Maybe it’s the bloat of true-crime docuseries and podcasts or maybe I just couldn’t get fully invested into this one, but Evil Genius was as interesting a crime as I’d heard with a poor execution (pardon the black comedy pun): a pizza delivery guy, Brian Wells, enters a bank with a bomb around his neck and demands money or someone outside of the bank will kill by detonating the bomb. Who captured him and put the bomb on him in the first place? Was it Marjorie Diehl-Armstrong? Her friend? All three of them? Someone else? By the time the show ended, all the suspense had been sucked dry.
A lot of these true-crime shows rely heavily on some sort of resolution. That this one offered none hindered it too much. For pathos that sticks, try The Keepers on Netflix instead.
Marvel’s Cloak & Dagger
Freeform, formerly ABC Family, jumped into televising Marvel shows with this hit-or-miss serialized drama about two kids who get superpowers in the same oil rig explosion and grow up in opposite ways only to reconnect as teens.
The acting and writing was just weak on this one. When the two leads, Aubrey Joseph and Olivia Holt, were onscreen together, the show was much better; however, the writers tried their best to keep them apart for as long as possible. On top of that, the characters’ powers stayed predominantly on the periphery for way too long. It all added to a bit of a waste that caused the season to drag. Hopefully, season two will be much improved.
Though I didn’t fully hate any shows this year, Westworld is as close to a load of shit as I’ve watched in 2018. A few tweaks here and there and Westworld could be the engaging show it thinks it is. Instead, it’s a just an empty puzzle that just so happens to be a show. It’s way too cute, begging viewers to try to figure it out rather than have writing that adheres to a coherent or compelling story. (I still blame Lost for this type of show.)
I don’t even mind that the show is so nihilistic. The reason why this was one of the most frustrating shows to watch this year, even if the cinematography is on par with many high-budget movies, had a lot to do with one of the more heralded story lines: it involved robot-character Maeve mentally reliving an attempt to save her robot-daughter who always dies. It got so tired that I was wishing that the daughter would just die permanently. Oh, those painful “memories” of her daughter’s death scene. Over. And. Over. The shame is that Thandie Newton is a great actress! She just needed a better reason to be on this show. At times, she got that reason. But it was too little, too late.

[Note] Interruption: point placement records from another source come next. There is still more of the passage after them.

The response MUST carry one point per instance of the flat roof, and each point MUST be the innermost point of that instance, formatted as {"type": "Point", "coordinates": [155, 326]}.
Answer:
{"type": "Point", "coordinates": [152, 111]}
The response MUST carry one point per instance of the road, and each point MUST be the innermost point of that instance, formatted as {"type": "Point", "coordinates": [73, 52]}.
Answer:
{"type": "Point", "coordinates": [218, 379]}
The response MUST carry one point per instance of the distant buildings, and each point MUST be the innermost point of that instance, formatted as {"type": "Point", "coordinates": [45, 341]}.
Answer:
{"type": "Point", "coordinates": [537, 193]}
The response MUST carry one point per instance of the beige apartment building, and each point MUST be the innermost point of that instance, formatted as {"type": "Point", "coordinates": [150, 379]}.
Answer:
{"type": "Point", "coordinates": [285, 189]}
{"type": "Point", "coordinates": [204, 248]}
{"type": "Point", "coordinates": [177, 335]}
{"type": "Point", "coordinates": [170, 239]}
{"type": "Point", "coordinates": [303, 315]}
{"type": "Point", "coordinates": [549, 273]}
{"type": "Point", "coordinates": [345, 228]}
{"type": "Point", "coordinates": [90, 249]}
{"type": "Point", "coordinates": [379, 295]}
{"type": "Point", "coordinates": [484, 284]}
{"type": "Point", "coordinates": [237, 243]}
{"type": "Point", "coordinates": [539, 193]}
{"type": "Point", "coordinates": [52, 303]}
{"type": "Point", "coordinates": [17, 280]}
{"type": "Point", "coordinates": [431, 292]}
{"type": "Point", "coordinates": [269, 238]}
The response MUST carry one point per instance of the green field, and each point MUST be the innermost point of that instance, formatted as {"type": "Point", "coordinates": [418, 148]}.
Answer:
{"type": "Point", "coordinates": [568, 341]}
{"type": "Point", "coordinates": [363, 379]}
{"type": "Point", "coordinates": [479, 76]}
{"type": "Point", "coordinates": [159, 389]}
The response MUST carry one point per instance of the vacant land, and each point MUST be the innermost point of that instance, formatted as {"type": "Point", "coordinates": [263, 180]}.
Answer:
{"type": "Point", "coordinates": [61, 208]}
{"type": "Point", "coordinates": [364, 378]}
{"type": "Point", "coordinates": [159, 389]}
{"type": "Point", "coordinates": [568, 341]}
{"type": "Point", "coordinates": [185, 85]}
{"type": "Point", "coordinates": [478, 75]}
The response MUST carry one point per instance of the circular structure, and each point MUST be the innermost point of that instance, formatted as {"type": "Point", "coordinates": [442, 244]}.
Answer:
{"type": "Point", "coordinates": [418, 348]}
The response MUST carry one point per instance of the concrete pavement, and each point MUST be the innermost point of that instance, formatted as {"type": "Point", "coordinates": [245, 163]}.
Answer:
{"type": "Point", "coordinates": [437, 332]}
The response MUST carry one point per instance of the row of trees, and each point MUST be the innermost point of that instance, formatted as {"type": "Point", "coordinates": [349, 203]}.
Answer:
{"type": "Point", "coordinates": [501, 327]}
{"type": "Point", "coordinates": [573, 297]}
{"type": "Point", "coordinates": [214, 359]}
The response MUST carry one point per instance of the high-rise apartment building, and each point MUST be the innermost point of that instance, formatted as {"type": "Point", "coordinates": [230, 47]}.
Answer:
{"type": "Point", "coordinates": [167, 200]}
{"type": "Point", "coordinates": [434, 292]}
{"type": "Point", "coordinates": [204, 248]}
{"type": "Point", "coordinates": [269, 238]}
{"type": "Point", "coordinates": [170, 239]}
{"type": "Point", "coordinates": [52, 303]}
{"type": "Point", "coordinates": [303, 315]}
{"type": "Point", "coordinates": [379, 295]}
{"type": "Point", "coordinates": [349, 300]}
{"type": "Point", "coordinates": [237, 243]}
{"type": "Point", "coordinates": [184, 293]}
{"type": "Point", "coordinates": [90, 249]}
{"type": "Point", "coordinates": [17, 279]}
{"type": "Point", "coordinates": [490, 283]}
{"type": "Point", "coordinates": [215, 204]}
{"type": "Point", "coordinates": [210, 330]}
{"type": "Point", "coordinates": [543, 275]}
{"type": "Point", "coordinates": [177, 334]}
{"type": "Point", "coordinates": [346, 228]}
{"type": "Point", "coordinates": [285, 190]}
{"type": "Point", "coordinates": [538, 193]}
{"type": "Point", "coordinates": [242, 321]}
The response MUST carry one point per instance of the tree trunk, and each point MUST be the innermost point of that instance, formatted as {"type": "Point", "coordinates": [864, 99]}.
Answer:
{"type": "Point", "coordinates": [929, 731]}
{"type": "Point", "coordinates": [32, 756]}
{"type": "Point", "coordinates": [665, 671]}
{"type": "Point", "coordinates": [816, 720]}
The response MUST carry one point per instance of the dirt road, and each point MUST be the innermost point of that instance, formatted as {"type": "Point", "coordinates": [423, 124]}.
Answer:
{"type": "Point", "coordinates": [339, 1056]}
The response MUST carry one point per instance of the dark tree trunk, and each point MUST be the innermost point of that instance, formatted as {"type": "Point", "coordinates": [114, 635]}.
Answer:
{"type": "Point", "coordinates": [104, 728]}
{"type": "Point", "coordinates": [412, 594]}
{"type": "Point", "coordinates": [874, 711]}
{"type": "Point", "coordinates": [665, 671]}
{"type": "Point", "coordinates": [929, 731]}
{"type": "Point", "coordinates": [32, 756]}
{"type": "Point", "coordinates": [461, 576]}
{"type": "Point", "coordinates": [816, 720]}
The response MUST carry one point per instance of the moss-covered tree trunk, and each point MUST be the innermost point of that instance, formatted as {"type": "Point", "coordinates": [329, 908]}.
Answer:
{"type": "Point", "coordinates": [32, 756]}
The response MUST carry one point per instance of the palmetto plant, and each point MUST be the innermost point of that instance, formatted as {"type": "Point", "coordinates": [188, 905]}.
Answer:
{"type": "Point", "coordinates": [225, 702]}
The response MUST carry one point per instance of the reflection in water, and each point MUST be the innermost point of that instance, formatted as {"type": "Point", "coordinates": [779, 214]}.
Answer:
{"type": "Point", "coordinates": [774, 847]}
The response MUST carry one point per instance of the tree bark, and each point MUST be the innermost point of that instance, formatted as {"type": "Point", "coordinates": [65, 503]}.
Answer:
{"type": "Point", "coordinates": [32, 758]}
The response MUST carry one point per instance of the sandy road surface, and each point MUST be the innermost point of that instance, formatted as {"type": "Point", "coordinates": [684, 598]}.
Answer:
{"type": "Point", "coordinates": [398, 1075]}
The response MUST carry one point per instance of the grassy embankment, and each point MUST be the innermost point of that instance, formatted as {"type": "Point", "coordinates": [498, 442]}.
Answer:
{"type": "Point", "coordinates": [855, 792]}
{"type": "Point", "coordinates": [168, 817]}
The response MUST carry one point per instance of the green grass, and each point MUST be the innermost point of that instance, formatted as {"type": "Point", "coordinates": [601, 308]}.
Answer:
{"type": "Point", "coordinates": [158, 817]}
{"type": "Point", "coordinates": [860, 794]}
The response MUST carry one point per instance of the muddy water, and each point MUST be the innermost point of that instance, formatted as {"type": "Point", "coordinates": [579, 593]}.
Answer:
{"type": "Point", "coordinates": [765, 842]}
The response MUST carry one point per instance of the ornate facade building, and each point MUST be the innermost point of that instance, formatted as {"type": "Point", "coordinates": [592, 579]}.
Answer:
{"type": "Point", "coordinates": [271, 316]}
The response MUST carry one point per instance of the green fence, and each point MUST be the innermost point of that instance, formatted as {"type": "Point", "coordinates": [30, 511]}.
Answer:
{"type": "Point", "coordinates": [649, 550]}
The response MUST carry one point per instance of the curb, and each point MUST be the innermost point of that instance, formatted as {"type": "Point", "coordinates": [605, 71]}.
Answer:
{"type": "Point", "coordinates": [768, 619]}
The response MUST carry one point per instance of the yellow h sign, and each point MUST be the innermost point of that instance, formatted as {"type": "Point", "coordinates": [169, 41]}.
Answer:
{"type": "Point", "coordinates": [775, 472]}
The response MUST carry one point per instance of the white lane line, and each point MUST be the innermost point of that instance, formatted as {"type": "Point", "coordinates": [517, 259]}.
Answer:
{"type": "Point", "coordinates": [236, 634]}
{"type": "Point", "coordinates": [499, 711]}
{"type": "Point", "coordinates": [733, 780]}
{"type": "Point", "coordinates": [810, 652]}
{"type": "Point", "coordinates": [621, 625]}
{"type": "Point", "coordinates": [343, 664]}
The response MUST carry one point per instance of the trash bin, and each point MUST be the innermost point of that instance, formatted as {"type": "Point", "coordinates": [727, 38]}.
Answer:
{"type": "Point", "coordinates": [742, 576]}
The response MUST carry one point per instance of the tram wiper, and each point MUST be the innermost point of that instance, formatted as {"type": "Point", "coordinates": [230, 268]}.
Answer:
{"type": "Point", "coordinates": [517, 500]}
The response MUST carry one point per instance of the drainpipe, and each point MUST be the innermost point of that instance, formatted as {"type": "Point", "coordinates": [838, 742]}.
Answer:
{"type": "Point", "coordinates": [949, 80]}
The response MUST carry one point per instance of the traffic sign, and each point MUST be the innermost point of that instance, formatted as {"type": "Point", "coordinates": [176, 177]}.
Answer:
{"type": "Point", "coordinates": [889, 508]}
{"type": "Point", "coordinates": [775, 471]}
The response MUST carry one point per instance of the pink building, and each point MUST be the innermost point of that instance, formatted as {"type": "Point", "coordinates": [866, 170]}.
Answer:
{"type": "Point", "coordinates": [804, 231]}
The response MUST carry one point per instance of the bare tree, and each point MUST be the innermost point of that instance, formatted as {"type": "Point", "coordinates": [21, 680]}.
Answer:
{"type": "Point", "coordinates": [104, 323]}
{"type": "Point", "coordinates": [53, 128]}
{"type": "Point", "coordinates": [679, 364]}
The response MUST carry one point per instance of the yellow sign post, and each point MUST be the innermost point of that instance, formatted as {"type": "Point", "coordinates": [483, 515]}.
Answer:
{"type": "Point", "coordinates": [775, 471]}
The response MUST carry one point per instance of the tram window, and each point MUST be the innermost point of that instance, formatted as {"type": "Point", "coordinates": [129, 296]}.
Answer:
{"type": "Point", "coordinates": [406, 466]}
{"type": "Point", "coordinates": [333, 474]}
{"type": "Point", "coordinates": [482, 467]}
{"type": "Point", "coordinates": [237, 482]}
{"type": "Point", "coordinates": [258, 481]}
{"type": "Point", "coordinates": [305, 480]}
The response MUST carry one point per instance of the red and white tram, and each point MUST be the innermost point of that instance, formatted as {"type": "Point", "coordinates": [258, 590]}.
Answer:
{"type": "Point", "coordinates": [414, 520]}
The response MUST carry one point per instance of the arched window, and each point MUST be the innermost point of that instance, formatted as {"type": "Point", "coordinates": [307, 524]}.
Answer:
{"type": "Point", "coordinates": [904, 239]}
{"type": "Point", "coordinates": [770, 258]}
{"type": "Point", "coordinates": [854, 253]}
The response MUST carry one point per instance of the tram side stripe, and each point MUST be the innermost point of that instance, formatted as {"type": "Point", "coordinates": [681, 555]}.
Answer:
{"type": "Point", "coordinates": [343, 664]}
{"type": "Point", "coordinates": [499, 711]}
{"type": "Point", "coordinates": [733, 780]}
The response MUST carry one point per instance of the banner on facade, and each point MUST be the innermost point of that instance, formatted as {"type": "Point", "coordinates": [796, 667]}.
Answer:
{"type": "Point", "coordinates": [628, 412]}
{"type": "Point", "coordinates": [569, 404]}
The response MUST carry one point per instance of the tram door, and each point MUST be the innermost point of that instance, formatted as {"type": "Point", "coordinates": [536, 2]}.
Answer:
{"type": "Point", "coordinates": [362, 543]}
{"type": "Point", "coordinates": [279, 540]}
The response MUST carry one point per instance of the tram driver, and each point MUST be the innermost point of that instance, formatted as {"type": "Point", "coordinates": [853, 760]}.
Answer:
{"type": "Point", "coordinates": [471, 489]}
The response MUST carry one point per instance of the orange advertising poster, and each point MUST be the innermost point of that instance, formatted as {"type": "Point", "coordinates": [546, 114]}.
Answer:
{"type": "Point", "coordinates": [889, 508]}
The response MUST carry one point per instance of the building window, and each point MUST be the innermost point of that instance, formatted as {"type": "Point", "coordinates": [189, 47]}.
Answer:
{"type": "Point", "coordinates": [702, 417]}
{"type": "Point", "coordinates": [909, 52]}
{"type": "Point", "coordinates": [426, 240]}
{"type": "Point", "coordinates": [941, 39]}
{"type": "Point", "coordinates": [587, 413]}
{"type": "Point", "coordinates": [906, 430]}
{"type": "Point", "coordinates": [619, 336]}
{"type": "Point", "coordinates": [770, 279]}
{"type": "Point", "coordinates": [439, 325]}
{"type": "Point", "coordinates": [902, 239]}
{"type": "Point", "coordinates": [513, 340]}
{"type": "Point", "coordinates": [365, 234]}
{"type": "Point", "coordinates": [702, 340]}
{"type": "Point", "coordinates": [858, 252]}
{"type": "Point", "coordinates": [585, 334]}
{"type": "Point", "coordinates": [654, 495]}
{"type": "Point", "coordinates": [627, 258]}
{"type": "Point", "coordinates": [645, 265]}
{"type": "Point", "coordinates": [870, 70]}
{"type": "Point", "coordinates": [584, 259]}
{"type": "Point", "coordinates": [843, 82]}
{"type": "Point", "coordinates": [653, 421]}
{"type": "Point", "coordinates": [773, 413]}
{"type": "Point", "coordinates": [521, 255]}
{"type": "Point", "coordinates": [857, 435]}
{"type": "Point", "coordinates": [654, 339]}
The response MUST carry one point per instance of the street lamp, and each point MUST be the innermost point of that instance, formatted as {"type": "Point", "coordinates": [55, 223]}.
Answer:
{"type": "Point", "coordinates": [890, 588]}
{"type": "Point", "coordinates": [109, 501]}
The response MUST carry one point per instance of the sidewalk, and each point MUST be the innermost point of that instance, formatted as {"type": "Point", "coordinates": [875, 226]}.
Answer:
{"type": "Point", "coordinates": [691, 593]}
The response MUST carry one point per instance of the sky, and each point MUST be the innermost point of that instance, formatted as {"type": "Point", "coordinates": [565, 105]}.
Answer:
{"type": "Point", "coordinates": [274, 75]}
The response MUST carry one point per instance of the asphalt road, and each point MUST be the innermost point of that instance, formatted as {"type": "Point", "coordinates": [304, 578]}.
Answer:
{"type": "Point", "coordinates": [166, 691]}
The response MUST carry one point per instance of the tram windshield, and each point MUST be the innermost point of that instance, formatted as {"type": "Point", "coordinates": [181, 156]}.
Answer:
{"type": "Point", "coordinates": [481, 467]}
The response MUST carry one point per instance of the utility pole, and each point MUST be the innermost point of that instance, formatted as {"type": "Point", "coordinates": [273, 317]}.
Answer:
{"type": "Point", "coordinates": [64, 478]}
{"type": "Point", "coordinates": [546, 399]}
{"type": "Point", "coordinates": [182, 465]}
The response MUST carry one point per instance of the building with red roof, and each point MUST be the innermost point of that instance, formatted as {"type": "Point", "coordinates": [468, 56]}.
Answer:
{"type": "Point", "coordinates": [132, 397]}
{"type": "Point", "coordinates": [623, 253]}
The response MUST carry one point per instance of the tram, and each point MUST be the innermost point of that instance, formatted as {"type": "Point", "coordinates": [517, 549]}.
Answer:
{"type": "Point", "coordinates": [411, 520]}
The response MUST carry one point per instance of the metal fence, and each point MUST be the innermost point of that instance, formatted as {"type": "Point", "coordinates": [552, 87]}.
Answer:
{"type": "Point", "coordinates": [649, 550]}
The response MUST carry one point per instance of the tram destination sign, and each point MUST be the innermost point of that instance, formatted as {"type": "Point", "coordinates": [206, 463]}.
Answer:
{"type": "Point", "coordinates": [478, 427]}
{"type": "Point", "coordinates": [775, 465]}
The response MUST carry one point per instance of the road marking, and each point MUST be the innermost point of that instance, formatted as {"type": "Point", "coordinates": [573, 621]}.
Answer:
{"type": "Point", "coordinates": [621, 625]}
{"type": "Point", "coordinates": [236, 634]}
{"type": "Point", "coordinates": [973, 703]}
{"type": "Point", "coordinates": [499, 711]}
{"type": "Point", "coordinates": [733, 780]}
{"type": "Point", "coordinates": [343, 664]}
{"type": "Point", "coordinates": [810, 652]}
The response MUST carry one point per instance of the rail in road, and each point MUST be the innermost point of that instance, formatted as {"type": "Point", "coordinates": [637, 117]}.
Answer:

Much like Legion in 2017, when a show prides itself on its “Gotcha!” moments just for the sake of having them, I’m done. I’m sure that some of you found it much more enjoyable than I, and more power to you.
I actually liked season 2 of GLOW better than the first. Felt like it was more cohesive than the first.
Agreed that Westworld S2 was weaker. Pacing was off, and the timeline jumps we’re too confusing.